The reason for choosing 304 stainless steel over 316 stainless steel is the damage that has been observed is mostly localized corrosion at heat affected zones (welds). While 316 is generally better for pitting resistance in aqueous systems, the benefits it has over 304 in a general wall loss scenario are not significant enough to warrant the additional cost. We have found 304 stainless steel to be adequate in resisting corrosion (as we have a long history of its use just downstream of control valves in this very environment) to an acceptable degree. That is the primary driver behind the choice to use 304 stainless steel.
JIM JENKINS (Shell Global Solutions)
For “normal” amine service, carbon steel (CS) is the material of choice. However, hydrotreater applications that operate at higher pressure will have higher acid gas pick up in the amine. This causes higher temperatures in the contactor. For applications where temperatures exceed about 90⁰C (194⁰F), austenitic stainless steel (SS) is normally selected for the bottom 1/3 or ½ of the tower.
When chlorides are present, SS can experience chloride-induced stress corrosion cracking (CSCC) at temperatures above 60⁰C (150⁰F). Alternate materials not subject to CSCC include alloy 825, alloy 625 and alloy 2205 (duplex).
The industry generally limits the amount of chlorides in the circulating amine system. When high pressure hydroprocessing units require SS contactors, the chloride content of the amine is generally limited to 250 ppm (maximum).

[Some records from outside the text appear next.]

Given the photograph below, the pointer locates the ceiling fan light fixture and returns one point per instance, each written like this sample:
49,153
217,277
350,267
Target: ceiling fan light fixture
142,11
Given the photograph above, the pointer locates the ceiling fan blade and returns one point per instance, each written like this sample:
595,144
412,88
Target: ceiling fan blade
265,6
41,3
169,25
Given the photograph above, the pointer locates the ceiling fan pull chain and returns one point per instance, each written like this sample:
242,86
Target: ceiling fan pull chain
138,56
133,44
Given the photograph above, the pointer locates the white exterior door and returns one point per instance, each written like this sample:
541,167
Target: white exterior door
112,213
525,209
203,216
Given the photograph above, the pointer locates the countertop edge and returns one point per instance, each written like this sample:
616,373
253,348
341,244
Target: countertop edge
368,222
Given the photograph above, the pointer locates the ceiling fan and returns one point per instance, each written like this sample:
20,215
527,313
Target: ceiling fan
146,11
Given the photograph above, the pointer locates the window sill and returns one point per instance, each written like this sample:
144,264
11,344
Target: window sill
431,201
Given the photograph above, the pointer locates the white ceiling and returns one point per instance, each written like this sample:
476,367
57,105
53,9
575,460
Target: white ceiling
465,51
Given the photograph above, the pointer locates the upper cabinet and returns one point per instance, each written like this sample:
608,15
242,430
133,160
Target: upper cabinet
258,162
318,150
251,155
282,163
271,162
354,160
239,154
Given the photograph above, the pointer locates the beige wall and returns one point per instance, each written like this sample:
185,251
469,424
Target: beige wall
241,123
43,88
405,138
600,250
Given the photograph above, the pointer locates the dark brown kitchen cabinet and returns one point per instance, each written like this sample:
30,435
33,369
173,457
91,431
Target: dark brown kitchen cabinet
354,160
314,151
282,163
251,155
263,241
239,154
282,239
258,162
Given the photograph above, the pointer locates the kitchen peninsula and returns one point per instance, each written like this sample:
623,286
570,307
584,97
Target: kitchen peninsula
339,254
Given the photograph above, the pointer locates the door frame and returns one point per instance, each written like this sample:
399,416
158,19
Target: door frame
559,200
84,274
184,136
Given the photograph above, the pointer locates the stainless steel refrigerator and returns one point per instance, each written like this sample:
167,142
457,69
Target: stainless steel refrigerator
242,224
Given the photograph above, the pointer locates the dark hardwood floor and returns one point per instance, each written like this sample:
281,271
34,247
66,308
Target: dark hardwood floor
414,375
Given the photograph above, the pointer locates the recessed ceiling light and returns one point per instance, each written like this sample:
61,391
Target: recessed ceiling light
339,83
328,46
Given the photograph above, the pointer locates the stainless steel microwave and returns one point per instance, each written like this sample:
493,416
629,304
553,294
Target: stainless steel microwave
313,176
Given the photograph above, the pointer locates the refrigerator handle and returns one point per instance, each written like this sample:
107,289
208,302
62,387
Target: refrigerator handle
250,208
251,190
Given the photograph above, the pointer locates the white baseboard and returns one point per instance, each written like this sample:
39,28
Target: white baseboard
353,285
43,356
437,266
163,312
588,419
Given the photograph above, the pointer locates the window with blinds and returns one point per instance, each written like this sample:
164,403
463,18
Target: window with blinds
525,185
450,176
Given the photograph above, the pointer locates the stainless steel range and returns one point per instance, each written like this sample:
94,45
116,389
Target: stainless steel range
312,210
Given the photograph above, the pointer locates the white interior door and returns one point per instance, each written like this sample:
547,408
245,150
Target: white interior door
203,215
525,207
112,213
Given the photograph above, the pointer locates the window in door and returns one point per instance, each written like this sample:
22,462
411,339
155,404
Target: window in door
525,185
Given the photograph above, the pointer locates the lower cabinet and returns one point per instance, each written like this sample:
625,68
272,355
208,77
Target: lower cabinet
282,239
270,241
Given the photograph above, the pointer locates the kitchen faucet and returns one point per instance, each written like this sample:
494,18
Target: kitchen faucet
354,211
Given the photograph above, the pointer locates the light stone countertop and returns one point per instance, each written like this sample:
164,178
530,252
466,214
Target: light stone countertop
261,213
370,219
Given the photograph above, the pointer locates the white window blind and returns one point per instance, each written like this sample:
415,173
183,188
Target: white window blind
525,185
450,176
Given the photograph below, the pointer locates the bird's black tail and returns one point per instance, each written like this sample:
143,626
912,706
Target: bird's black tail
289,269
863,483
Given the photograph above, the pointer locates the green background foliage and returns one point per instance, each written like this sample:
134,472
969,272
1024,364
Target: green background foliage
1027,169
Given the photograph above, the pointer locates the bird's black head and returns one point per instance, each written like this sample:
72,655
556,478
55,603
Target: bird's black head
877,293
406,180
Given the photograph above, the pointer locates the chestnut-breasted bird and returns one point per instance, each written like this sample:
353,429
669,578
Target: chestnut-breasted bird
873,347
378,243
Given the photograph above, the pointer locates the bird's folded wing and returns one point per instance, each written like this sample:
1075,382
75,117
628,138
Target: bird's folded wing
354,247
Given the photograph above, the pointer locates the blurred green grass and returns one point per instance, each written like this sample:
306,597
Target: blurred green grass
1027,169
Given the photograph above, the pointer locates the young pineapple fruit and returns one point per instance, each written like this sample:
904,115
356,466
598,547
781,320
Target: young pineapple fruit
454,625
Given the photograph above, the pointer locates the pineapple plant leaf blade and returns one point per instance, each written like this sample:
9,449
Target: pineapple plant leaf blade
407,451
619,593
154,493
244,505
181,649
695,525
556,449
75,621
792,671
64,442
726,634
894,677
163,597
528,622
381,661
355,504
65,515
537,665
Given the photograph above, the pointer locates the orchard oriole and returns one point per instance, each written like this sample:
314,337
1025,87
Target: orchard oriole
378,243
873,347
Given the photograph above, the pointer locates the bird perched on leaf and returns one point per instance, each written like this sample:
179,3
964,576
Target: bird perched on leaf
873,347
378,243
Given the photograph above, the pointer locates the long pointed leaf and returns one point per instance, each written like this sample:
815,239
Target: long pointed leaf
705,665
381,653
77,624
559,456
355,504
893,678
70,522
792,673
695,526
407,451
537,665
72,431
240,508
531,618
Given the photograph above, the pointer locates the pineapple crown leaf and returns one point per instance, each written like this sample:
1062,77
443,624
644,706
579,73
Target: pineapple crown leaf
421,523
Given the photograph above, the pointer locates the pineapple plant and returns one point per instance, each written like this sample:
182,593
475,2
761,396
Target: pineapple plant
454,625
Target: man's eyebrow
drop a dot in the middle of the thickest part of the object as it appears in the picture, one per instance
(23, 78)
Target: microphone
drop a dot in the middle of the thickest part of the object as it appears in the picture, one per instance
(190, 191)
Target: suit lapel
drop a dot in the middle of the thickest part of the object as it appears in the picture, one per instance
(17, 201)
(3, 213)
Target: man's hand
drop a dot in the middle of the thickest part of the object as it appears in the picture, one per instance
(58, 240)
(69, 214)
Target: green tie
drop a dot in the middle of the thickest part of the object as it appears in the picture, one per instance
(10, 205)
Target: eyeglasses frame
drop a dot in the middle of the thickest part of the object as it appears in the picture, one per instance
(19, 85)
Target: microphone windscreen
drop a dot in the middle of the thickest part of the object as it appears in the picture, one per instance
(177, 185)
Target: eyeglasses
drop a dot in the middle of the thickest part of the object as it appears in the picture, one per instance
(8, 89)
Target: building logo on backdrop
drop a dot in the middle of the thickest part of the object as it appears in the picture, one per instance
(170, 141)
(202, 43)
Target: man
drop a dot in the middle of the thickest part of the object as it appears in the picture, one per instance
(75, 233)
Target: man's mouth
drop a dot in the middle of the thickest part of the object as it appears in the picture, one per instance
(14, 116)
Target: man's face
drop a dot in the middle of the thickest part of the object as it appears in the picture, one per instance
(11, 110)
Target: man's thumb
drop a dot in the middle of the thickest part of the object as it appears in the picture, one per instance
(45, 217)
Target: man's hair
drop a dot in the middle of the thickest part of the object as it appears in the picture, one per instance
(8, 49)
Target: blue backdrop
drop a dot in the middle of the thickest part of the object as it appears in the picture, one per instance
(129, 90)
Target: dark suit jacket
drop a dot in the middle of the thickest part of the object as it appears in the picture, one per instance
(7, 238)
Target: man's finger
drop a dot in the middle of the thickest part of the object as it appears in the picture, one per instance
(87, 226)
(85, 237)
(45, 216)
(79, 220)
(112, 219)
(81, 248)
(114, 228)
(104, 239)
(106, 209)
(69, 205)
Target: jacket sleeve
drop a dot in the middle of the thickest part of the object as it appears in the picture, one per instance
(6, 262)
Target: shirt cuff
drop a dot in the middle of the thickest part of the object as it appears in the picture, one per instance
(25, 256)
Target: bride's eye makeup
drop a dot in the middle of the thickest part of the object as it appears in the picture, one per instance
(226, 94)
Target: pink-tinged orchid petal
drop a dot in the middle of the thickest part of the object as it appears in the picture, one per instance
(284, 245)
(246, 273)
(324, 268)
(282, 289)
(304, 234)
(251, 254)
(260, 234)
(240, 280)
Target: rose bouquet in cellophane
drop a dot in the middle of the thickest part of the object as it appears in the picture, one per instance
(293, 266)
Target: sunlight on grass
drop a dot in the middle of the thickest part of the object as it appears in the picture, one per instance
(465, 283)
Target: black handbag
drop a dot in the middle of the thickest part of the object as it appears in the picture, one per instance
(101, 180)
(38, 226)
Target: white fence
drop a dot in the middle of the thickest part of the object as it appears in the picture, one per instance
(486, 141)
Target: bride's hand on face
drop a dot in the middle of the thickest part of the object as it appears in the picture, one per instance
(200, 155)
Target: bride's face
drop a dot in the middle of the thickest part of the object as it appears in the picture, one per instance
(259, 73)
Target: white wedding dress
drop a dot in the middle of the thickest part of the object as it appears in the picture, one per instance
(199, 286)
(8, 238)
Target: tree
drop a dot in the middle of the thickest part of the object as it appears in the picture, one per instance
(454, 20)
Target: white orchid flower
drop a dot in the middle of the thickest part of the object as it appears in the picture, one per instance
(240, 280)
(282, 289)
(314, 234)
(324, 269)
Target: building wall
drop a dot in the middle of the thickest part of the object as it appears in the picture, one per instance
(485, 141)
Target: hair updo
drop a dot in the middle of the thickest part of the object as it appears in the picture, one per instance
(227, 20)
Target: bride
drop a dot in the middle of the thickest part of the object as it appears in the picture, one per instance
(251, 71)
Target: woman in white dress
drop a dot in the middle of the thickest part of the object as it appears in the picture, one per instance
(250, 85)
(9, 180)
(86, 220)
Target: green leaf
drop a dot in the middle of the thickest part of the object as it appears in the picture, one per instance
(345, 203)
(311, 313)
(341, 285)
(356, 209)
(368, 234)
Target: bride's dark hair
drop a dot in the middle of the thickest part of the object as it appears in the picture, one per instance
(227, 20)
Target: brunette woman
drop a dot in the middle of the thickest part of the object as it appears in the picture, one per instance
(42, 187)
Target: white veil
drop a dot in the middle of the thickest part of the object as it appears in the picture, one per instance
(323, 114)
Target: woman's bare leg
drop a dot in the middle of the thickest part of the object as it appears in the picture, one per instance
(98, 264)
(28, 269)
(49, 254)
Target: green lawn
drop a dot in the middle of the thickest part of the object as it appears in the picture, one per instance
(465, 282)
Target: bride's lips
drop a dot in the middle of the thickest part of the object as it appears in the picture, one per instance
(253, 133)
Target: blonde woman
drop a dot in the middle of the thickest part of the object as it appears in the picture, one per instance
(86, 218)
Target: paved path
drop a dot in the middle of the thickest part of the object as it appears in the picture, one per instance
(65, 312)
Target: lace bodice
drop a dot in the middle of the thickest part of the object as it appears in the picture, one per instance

In summary, recommended materials of construction for amine systems that contain chlorides:
Service |
MOC |
Lean Amine |
CS |
Rich Amine < 90 oC |
CS |
Rich Amine > 90 oC |
Alloy 825, alloy 625 and alloy 2205 (Duplex) |
CHRIS WOZINAK (Honeywell UOP)
Historically, UOP has designed Amine Scrubbers with Killed Carbon Steel that is post weld heat treated (PWHT) and has additional corrosion allowance. Due to the corrosive nature of the rich amine, the trays are upgraded to 304SS and the mesh blanket is typically 316SS. While most customers have seen success with this design, even with feed sulfur levels exceeding 3%, there are some who have seen accelerated corrosion on the wall opposite the rich gas inlet line. Typically this location will receive weld buildup, followed by application of stainless steel patch plates or weld overlay, followed by PWHT. If the unit contains chlorides, UOP is concerned about the potential for chloride stress corrosion cracking (Cl-SCC) of any austenitic stainless steels (300 series) and so we will upgrade the 304SS and 316SS to Alloy 400 (also known as Monel), which has good resistance to chlorides and H2S at moderate levels.